A greenback is a piece of paper with a promise on its face and green on its back, declared to be money by Act of Congress, but which the Government refuses to pay. It is “failed paper” of the Government. The mischief of such a currency is everywhere, enveloping the whole country and penetrating all its parts. It covers all and enters all. It is a discredit to the national name, from which the Nation suffers in whole and in detail. It weakens the Nation and hampers the citizen. There is no national enterprise which it does not impede. The Pacific Railroad feels it. There is not a manufacture or business which does not feel it also. There is not a town, or village, or distant place, which it does not visit.

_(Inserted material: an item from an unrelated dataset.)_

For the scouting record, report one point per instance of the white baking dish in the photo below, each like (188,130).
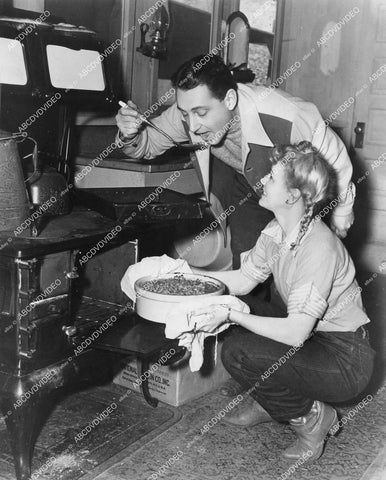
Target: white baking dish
(157,306)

A practical instance will show one way in which individuals suffer on an extensive scale, being generally those who are least able. I follow an ingenious merchant, Mr. Atkinson, of Boston, whose figures sustain his conclusion, when I insist that our present currency, from its unstable character, operates as an extra tax of more than one hundred millions annually on the labor and business of the country; and this vast sum is taken from the pockets of the people, not for the support of the Government, but to swell the unreported fund out of which the excesses of the present day are maintained. There are few business men who would not put the annual loss in their affairs, from the fluctuation in the currency, somewhere from one to five per cent. One per cent. is the lowest. Mr. Hazard, of Rhode Island, puts it at two per cent. Now the aggregate sales in the fiscal year ending June, 1867, were over eleven thousand millions ($11,000,000,000) in currency, excluding sales of stocks or bonds. One per cent. on this prodigious amount represents a tax of one hundred and ten millions, paid annually by consumers, according to their consumption, and not in any degree according to their ability. This is one instance only of the damages annually paid on account of our currency. If we estimate the annual tax at more than one per cent., the sum-total will be proportionally larger. Even at the smallest rate, it is many millions more than all the annual expenses of our Government immediately preceding the Rebellion.